By Contributing Editor
Kristina Strain

Who says it takes forty acres and a mule to grow some of your own food? With a balcony, fire escape, or even a sunny windowsill, home gardening is perfectly accessible to the urban dweller. All you need are seeds, some basic gardening equipment, and this container gardening guide to get started.

urban gardening guide

My great-grandmother Conchita was an accomplished gardener. She raised chickens, grew lemons, and had a yen for planting every seed she encountered. She lived in New York City her entire life. Her Washington Heights apartment, as my mother remembers it, was a jungle of citrus, avocado, and coffee plants, colorful embroidery, and enticing cooking smells. By understanding the basic preferences of the plants she grew, she was able to keep things happy in a tight space.

You don’t need to go quite that far to enjoy growing your own food in an urban setting. The simplest form of home gardening is growing sprouts. Here at Grow and Make, we have a comprehensive guide TO Growing Your Own Sprouts and others. All you need is seeds, moisture, and a jar: no dirt required! Check it out, for an easy place to start.

With a sunny windowsill and one of our Garden Starter Kits, your apartment can be producing crops of herbs, wheatgrass, or salad greens in no time. The main consideration with indoor growing is maintaining an appropriate moisture level. Because the amount of soil involved will be smaller, and (presumably) it doesn’t rain inside your apartment, it’s essential to water your plants several times per week. Spritzing them with water helps too, and will deter common leaf-dwelling pests like spider mites, which thrive in low-humidity settings. Of course, you don’t need a kit to have your own indoor garden. Start with easy-to-grow plants such as parsley, cilantro, lettuce, and dill. Planted in a small container of potting soil and kept well-watered and in a sunny spot, your little garden will be producing in no time. If you find you don’t have a window with enough natural light, try a grow light to help things along.

gardening in the city

Bigger, high-maintenance crops such as tomatoes and bell peppers are possible with a patio, balcony, or fire escape. For an especially hot and sunny area, choose crops that like having their roots as warm as possible. Tomatoes, peppers, and cucumbers all evolved in the tropics and don’t mind hot temperatures. To keep them from baking, choose a lighter-colored flowerpot one gallon or greater in size. Check out our store for some terrific planters, made from sustainable materials. Tomatoes and peppers should each have their own pot, whereas crops like cucumbers, basil, or even green beans can share space with one another. Check the back of the seed packet for crop spacing information.

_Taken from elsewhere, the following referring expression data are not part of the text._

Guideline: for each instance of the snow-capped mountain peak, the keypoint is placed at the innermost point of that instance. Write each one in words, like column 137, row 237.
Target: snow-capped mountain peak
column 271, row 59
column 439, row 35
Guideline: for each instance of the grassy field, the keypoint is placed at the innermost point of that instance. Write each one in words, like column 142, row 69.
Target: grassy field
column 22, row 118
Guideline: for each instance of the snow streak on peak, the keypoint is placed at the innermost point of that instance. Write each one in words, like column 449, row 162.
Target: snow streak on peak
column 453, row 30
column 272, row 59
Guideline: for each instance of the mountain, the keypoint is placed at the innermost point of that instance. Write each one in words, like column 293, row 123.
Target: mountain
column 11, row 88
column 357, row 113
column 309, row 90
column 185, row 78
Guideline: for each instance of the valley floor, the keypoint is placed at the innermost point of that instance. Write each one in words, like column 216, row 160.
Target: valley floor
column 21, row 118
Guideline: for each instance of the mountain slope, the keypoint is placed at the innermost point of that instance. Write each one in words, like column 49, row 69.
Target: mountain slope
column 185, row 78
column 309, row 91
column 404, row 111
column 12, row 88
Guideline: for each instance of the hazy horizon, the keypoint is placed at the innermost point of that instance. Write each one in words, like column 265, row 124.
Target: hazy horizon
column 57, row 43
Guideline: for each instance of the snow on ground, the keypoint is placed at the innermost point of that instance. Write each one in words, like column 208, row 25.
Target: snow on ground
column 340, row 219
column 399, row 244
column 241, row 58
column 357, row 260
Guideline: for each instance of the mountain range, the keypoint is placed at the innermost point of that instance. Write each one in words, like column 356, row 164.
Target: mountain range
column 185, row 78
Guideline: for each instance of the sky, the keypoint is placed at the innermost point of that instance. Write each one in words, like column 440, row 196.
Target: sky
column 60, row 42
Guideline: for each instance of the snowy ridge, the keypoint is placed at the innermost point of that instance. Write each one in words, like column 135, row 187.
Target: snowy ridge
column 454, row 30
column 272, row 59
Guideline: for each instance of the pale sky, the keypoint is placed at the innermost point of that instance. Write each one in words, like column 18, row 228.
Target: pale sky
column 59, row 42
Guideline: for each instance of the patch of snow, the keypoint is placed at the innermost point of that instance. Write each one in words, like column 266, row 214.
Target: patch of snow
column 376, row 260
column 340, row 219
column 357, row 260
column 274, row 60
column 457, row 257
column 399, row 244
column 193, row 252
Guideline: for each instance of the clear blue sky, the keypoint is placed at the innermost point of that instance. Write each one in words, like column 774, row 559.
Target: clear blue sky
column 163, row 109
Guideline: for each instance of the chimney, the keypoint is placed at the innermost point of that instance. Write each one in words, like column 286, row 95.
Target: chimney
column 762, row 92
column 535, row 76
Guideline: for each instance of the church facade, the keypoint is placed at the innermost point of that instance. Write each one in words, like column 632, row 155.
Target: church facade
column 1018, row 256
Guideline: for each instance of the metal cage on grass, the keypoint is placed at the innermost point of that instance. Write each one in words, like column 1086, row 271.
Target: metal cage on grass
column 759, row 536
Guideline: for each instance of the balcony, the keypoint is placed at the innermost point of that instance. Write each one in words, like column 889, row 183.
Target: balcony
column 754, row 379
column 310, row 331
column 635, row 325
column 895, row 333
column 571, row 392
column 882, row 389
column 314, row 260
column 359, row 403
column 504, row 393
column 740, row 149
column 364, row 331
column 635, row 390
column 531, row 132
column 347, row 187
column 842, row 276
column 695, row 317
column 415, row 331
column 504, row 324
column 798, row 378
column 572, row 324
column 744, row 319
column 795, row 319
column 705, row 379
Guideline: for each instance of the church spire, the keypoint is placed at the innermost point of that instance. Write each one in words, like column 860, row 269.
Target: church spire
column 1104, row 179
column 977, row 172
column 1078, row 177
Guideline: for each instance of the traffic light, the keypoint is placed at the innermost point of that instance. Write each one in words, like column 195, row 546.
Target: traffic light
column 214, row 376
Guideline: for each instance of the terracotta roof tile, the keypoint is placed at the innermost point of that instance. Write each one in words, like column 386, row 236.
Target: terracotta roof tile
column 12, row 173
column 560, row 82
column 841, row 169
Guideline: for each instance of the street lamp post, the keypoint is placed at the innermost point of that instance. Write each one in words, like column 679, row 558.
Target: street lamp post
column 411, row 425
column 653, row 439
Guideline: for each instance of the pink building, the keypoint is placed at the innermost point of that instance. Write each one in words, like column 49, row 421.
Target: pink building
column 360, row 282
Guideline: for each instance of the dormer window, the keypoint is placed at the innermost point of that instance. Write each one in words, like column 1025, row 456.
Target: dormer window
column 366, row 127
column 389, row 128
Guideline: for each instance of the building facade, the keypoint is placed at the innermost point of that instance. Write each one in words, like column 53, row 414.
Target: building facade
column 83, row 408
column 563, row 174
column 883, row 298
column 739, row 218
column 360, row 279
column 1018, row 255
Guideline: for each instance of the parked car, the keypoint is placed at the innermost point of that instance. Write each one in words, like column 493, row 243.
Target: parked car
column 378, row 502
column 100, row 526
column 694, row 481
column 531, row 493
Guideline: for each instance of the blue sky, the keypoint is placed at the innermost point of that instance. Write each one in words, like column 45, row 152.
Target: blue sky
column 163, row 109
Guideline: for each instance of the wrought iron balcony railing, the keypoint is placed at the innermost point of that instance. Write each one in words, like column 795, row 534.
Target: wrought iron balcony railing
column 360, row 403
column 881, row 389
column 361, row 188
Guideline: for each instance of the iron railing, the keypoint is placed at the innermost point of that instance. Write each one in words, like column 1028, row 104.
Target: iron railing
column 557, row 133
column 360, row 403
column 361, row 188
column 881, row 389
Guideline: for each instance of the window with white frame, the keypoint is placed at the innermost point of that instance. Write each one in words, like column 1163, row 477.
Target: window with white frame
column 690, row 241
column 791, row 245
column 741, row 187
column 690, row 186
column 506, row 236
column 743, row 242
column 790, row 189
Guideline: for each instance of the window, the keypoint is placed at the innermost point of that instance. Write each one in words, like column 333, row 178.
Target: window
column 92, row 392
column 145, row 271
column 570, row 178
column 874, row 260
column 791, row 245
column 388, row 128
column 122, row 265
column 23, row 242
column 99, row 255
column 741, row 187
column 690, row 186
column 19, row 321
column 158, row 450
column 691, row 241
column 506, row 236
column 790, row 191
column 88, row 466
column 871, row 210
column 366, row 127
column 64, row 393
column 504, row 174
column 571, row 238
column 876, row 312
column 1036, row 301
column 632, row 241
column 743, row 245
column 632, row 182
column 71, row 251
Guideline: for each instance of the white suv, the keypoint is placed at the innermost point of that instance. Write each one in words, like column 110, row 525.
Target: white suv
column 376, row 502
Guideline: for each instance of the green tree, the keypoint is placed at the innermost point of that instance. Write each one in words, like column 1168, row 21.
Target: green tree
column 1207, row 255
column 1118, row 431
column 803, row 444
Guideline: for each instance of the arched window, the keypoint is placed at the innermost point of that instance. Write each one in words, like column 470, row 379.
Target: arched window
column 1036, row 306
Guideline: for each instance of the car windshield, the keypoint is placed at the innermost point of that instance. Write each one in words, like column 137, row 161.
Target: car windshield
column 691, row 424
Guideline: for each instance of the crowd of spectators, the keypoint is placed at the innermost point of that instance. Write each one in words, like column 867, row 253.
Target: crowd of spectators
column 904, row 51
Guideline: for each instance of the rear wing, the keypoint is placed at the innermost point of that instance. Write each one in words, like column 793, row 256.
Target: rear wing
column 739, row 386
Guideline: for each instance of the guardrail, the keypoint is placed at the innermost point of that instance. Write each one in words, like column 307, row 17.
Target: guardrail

Cold weather crops like spinach, lettuce, or kale might be possible in the fall or early early spring, but in summertime they’ll likely wilt in the heat. Again, attentiveness to water is key. Plants can dry out pretty quickly in the hot sun.

Keep a plant’s natural growing habit in mind when choosing your set-up. Plants with a sprawling habit such as tomatoes and cucumbers should be grown near a railing or trellis, or in hanging baskets, for best results. Anything that grows on vines needs support.

For a shadier balcony, you might try this easy trick. Take an entire bag of potting soil, and lay it flat on a low table or bench. Carefully cut one entire side away, exposing a wide, flat expanse of dirt. Sow your seeds–lettuces and other greens are ideal– and enjoy your very own easy-care salad garden. Keep well-watered for best results.

For shelter in the wintertime, you might try your hand at constructing a cold frame to protect your little seedlings.

A few things to keep in mind before embarking on your container gardening journey. Firstly, some plants are just plain wrong for container growing. I’d steer away from root crops, pumpkins, sunflowers, melons, and squashes. Bigger, bushier crops like these may find container growing too constricting, and fail to produce. Even for crops that grow well in containers, the fruit size may suffer. Cherry tomatoes I grew in hanging baskets one year produced well, but the tomatoes were about half the size of typical cherry tomatoes.

With the above tips, you’ll be well on your way to growing so of your own food in no time! Doing so reduces your reliance on the grocery store, and long-distance trucked vegetables. And there’s nothing to beat the pride you’ll feel sitting down to a fresh homegrown salad.